El pasado 25 de agosto de 2025, el Ministerio de Hacienda y Crédito Público de Colombia dio a conocer un borrador de decreto que propone un incremento del 20 % en el costo de la energía eléctrica para empresas de diversos sectores productivos. La iniciativa, que ya genera controversia entre gremios empresariales y expertos en política fiscal, busca eliminar la exención de la contribución de solidaridad que ha estado vigente durante los últimos 15 años para ciertos segmentos industriales.
La propuesta se enmarca en un esfuerzo por fortalecer el margen de maniobra fiscal del Estado, en un contexto marcado por el aumento del endeudamiento público y la activación de la cláusula de escape de la regla fiscal. Según cálculos oficiales, el ajuste permitiría recaudar cerca de $1,2 billones, recursos que serían destinados a cubrir el déficit generado por los subsidios de energía otorgados a hogares de estratos 1, 2 y 3. Actualmente, esos subsidios representan descuentos del 60 %, 50 % y 15 %, respectivamente, sobre el valor del consumo mensual.
El borrador plantea que sectores como agricultura, ganadería, minería, construcción, información y comunicaciones, así como empresas de servicios públicos, deberán asumir nuevamente el pago de la contribución solidaria. Solo las industrias manufactureras conservarían la exención vigente desde 2010, cuando se adoptó como medida para mejorar la competitividad del aparato productivo nacional frente a sus pares internacionales.

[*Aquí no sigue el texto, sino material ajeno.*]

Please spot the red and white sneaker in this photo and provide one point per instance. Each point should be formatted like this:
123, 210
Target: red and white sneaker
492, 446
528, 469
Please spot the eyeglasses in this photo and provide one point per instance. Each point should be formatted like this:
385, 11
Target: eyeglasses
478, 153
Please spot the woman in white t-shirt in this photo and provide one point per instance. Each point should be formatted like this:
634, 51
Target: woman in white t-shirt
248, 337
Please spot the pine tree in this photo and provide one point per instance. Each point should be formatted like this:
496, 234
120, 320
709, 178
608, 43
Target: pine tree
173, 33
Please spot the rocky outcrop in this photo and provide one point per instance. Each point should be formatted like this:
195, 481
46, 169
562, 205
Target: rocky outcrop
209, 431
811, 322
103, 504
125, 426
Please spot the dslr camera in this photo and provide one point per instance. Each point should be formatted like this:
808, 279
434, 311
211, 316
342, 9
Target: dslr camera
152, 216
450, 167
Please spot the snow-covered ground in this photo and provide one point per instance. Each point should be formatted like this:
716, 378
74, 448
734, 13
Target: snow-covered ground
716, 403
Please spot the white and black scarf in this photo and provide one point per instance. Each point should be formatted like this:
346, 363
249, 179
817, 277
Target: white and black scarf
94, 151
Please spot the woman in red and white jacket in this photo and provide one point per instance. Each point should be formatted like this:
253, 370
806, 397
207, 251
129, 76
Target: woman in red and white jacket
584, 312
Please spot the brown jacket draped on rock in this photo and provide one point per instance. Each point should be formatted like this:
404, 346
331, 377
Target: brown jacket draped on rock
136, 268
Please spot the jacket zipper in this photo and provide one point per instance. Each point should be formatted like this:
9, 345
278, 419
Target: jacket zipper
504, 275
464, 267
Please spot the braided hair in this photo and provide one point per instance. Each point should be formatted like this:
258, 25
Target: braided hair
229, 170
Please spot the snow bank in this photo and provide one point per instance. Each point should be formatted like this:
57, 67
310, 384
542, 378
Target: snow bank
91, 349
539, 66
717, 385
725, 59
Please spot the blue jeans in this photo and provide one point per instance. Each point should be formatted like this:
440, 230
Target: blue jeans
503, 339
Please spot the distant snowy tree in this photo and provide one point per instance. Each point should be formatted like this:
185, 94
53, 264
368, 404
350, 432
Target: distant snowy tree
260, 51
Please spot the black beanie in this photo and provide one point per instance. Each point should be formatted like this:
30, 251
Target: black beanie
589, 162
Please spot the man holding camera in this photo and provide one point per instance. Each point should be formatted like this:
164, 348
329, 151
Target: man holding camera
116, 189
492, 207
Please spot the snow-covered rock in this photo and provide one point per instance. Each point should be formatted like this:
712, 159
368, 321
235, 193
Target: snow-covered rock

Desde el Ministerio de Hacienda se argumenta que el impacto económico sería marginal, con un incremento promedio de apenas 0,098 % en los costos de producción de los sectores afectados. No obstante, el efecto varía según la intensidad energética de cada actividad. En industrias como la explotación de níquel o gas natural, donde la electricidad representa un insumo crítico, el impacto sería más significativo.
La reacción del sector empresarial no se hizo esperar. Alejandro Castañeda, presidente de la Asociación Nacional de Empresas Generadoras (Andeg), calificó la propuesta como “absurda” y cuestionó que se utilice un aumento tarifario como mecanismo para estabilizar las finanzas públicas. En su opinión, el enfoque debería centrarse en revisar la focalización de los subsidios, que según él presentan errores de inclusión en más del 60 % de los casos.
Por su parte, Marco Vera, gerente de Vera Energy, advirtió que decisiones de esta magnitud no deberían tomarse vía decreto, sino mediante debate legislativo. Además, señaló que el incremento podría incentivar la autogeneración energética por parte de las empresas, lo que podría alterar el equilibrio del sistema eléctrico nacional.
La propuesta aún se encuentra en etapa de retroalimentación pública, y se espera que en los próximos días se definan los mecanismos de implementación y control, a cargo de la Superintendencia de Servicios Públicos Domiciliarios y las empresas prestadoras del servicio.